Book 16 update:  I took a much-needed two-week vacation after Book 15 was released, but now Book 16 is knocking at my mental doors.  Plotting begins this week!

Don’t Diss My Beaver

Monday July 1 was Canada Day, and I realized it’s been a few years since I wrote a ‘distinctly Canadian’ post.  It’s time I did, because somebody needs to defend the honour of our national animal (again).

Apparently our own esteemed Canadian, June Callwood, once said, “The beaver, which has come to represent Canada as the eagle does the United States and the lion Britain, is a flat-tailed, slow-witted, toothy rodent known to bite off its own testicles or to stand under its own falling trees.”

When I read that, I was crushed.  (Although not as severely as our dumb beavers, I guess.)  I had defended the beaver’s noble image back in 2011.  Surely there was some mistake.  Could I still be proud of our Canadian icon?

So your intrepid reporter delved deeply into the matter.  (Okay, fine; I spent a couple of minutes searching the internet.)  And it turns out that beavers do not, in fact, bite off their own testicles.  Whew.
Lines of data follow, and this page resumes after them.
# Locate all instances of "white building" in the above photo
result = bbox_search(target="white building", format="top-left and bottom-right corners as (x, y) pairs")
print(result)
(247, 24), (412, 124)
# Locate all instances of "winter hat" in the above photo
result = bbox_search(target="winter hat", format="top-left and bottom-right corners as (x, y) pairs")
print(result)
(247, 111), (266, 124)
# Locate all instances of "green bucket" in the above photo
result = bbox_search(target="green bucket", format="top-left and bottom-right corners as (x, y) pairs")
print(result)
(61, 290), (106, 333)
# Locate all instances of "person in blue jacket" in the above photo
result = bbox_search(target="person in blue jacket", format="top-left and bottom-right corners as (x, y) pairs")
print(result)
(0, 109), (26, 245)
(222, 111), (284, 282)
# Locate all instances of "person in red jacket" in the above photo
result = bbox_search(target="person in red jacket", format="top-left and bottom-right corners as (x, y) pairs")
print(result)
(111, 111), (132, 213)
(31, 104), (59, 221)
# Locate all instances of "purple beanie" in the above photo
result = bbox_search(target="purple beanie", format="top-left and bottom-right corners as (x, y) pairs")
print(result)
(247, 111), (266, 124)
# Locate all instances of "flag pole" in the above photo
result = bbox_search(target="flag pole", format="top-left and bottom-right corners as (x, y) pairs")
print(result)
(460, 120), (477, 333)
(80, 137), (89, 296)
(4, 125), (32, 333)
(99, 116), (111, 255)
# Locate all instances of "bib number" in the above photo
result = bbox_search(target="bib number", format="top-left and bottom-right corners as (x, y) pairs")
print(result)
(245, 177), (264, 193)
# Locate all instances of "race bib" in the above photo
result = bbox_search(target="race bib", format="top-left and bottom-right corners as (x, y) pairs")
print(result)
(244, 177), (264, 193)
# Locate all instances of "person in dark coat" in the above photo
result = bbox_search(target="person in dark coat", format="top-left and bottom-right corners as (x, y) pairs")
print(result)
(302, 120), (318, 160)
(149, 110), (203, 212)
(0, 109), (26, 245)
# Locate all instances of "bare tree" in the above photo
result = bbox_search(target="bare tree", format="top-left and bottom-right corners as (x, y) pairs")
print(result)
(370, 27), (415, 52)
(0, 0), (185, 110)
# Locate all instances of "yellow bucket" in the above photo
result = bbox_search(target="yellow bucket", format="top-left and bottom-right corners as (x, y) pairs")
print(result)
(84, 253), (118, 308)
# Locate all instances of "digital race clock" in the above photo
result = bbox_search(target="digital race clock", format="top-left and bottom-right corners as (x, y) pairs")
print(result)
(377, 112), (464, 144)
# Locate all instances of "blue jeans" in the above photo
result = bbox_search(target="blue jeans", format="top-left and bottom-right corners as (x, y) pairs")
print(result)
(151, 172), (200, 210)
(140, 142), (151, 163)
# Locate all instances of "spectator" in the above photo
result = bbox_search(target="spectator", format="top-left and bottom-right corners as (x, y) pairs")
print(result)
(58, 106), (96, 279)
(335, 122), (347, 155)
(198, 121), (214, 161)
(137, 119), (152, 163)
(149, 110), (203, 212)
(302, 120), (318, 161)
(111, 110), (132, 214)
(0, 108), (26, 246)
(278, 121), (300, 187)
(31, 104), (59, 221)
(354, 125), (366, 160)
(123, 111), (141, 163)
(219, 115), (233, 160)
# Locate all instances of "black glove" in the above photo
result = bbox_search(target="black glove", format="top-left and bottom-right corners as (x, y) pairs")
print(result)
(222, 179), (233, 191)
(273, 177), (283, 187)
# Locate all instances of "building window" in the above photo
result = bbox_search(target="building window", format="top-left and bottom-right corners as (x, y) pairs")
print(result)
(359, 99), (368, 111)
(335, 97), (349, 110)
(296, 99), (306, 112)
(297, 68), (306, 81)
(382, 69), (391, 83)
That little fable started in ancient times.  They believed that if a beaver was cornered by hunters attempting to kill it for its castoreum (the gooey musk which the ancients incorrectly believed came from its testicles), the beaver would bite off its own testicles and throw them to the hunters, thereby escaping with its life.  The legend went on to say that if pursued by a subsequent batch of hunters, the crafty beaver would scurry to a high place and lift its leg to display its nutless status.

On to ‘modern’ times (the 17th century).  That’s when Sir Thomas Browne noted that a) Castoreum comes from the beaver’s anal glands, not its testicles; and b) Beavers don’t even have external testicles – they’re inside its body, so it’d be kinda tricky to bite them off.

Ha.  So once again the noble beaver rises above a scurrilous attack on its reputation.  (Although apparently beavers do occasionally get crushed by their own falling trees; but I’m gonna give our plucky little rodents a pass on that one.  Even professional lumberjacks sometimes have accidents.  It’s not stupidity; it’s just bad luck.)

And while I’m on my soapbox defending Canadian icons, I also want to address poutine.  First:  We Anglophones usually say ‘poo-TEEN’; but the correct pronunciation is rendered with a Québécois accent, which softens the ‘t’ to a sibilant ‘th’ and accents both syllables equally:  ‘pou-thsinn’.

But pronunciation doesn’t matter as much as authenticity.  I’ve run across some horrible bastardizations of the dish, and I want to make sure no innocent reader of mine believes that mess is actually poutine.

Check out the top right photo in this Wikipedia article.  That’s how poutine should look.  It’s NOT heavy opaque gravy poured over grated mozzarella — that’s cheese-fries-with-gravy.  Real poutine has clear savory sauce and nice big cheese curds that are so fresh they squeak when you chew them.  Don’t be fooled by poor imitations!

So that’s my community service for Canada Day.  Now, let’s have some poutine, and bring on the beaver jokes!